According to the e-mail, county officials told union representatives that the estimated budget shortfall for fiscal year 2008-2009, which ends June 30, will be between $900,000 and $1,200,000. The e-mail states that last year, there was a $10,000,000 carry over from the previous year. According to the e-mail, county officials said there will be very little carry over this year.
Imperial County Supervisor Michael Kelley said he could not comment on any specific proposals, or any items mentioned in the e-mail, but he acknowledged that some painful decisions about the county budget will have to be made, and he added that he hoped it would be a collaborative process.
“The County Board as a whole wants to have some participation with all the employees because we will be in this turmoil together, and it is up to all of us to work together to pull out of it successfully,” Kelley said.
Kelley said the exact amount of the budget deficit is not finalized. He said the county is still waiting for a final accounting from the state to determine the final amount of the county budget deficit.
According to the e-mail, county supervisors also want to freeze a 2.5 percent Cost Of Living Adjustment that was due to kick in on July 1 of this year.

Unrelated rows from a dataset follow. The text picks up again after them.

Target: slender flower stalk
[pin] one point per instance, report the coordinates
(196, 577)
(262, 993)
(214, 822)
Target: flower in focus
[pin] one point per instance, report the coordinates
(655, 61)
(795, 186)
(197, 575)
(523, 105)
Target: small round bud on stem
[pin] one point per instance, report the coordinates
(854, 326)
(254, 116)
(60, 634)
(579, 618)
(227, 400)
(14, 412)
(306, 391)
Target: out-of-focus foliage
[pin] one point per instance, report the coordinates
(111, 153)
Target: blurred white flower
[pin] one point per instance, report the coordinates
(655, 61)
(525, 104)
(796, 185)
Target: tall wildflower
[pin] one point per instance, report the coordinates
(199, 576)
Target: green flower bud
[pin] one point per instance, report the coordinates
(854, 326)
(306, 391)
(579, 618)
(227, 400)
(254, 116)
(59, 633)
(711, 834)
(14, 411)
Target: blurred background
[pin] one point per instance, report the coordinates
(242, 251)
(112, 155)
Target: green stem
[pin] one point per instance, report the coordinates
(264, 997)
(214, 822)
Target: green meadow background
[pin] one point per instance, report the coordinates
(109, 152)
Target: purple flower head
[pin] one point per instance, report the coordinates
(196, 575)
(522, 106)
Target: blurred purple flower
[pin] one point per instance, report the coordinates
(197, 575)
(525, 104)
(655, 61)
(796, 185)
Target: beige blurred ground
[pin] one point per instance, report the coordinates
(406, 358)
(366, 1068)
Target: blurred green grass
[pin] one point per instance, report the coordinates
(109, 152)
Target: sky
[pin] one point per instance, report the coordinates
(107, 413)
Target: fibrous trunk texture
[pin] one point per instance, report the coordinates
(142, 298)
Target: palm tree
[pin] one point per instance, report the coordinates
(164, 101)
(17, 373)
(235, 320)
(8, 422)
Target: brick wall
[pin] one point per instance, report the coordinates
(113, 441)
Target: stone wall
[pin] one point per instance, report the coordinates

“We really don't know the outcome until we get the figures from the state, but we're cognizant of what we have to do, and we want to be very balanced in our approach to meeting this fiscal crisis,” Kelly said
According to the e-mail, the “BOS” (Board of Supervisors) gave direction to pursue several cost-cutting measures, including :
- The elimination of all “extra help” positions by August 1. Extra help are temporary, part-time positions in various county departments. The e-mail indicates essential positions such as public safety positions would not be affected.
- Supplies to be cut to “bare essentials”
- No employee will be allowed to work out of class. Some employees who work for the county are classified by pay rate. Depending on the needs of a particular department, some county employees are sometimes asked to work “out of class”, and earn a higher pay rate than they would otherwise be eligible to receive.
- County credit cards to be used for travel only.
- A five percent reduction in all county departments.
According to the e-mail, county supervisors also want an across the board five percent reduction in pay, “from the CEO to the lowest paid person.” The e-mail states the reduction would remain in effect "until the county and the union mutually agree to reinstate the wages."
It's not clear from the e-mail whether the five per cent departmental reduction proposal is in addition to the five percent reduction in pay proposal.
According to the e-mail, county supervisors also want to freeze a 2.5 percent Cost Of Living Adjustment that was due to kick in on July 1 of this year.
Kelley said the supervisors are trying to cut the budget without imposing layoffs.
“The Board as a whole wants to do everything we possibly can not have to send any of these permanent people home on layoff,” said Kelley.